As discussed last time, non-verbal communications (body language) grows from personal experience. Each experience with its emotional component creates our self-image. Same experiences should then create the same emotional memory. However, they don’t. Two components shape the experience for us: the context in which the experience exists and our previous emotional reaction to those experiences.
The context of an experience or as actors call it ‘given circumstance’ – the location, our age, previous experience, the circumstances around the experience, other people’s behavior, etc. – directs the way we react to situation.
If our significant other surprises us with a romantic tryst in an orange grove, the memory created is our own. Our reactions to the given circumstance are based on our previous experiences and our emotional memories. The elements of the given circumstance and the emotional memories connect to all the elements of the day – the surprise, the smell of the orange blossoms, the taste of the food, the color of the sky, the location, etc. All of those elements connect us to all past experiences and all the past emotions which go with it.

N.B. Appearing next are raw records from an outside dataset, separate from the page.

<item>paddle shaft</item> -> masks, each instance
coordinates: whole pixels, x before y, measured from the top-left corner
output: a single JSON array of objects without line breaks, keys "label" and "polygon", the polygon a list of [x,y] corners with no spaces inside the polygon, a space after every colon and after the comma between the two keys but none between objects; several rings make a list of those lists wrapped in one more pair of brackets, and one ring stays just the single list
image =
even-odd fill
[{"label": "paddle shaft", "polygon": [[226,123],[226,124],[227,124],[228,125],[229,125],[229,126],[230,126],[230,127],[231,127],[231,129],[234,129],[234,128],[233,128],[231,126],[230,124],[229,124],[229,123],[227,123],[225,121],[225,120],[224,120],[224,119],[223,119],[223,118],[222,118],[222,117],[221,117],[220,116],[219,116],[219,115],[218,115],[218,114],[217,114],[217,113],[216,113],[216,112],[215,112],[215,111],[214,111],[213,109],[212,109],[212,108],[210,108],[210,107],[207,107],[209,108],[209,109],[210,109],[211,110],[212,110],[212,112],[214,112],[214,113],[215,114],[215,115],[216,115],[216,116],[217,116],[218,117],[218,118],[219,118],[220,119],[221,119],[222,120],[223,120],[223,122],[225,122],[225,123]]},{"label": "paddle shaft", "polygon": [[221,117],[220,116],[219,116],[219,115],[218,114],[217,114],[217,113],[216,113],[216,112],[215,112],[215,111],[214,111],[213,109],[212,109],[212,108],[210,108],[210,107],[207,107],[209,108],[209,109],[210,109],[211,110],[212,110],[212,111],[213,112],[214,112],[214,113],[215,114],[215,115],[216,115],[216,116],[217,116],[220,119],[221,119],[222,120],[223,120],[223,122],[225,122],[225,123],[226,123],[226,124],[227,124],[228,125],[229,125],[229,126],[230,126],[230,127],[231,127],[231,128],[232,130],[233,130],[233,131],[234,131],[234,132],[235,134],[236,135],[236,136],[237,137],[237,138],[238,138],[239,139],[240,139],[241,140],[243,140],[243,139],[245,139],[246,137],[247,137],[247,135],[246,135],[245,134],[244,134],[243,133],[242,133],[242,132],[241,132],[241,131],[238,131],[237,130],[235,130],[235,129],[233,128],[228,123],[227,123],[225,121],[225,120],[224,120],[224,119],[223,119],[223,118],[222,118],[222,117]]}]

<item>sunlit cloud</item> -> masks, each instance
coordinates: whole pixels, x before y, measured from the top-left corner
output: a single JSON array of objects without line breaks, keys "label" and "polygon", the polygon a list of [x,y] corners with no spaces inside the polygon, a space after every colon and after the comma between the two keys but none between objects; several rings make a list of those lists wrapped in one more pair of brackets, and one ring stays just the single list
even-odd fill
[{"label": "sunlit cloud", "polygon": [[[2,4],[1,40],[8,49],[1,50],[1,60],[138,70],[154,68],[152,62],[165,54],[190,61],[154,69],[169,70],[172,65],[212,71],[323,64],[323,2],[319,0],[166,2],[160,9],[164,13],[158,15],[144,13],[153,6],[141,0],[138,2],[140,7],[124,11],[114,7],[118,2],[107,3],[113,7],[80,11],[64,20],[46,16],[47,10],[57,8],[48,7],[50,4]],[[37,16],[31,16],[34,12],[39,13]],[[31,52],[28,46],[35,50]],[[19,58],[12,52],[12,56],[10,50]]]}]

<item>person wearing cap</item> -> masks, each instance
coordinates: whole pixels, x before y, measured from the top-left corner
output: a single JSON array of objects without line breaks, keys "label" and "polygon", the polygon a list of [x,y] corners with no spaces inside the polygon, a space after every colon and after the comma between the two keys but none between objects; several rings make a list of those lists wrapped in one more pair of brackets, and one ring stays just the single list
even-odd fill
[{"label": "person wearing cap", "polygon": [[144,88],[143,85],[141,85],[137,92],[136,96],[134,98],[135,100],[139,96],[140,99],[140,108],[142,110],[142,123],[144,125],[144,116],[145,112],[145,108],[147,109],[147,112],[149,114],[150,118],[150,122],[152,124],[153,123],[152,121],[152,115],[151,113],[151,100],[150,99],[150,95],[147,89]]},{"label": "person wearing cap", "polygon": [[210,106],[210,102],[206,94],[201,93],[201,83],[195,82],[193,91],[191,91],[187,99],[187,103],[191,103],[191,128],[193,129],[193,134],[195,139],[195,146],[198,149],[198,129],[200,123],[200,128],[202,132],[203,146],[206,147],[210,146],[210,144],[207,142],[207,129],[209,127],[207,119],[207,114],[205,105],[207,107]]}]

Our previous experiences shape the way the mind stores and reacts to the surprise. If previous surprises have not turned out well, this one may be an exception. You will certainly have some reservations about it and may not feel comfortable at the beginning. If grandma always gave you nasty tasting orange tea when you are ill, the smell of orange may not have pleasant memories. All of these things affect the way you react to the surprise. The proposed tryst may not turn out as the significant other hoped. The taint of the previous emotional experiences will color the situation.
Are all situations and experiences doomed because of previous events? No. The negative elements can overcome the negative elements of the previous example by the more positive memories of the food, the sky, the person who created the surprise etc. and our intellectual self. The more traumatic or joyful the emotional memory, the stronger the reaction to the current event will be.
Each new experience builds on the previous experiences until a self-image is developed and our body language becomes fixed. Once developed, every new given circumstance is compared to that self-image and is accepted or rejected as part of ourselves. Body language and self-image can evolve over time as our experience base grows, changes and develops.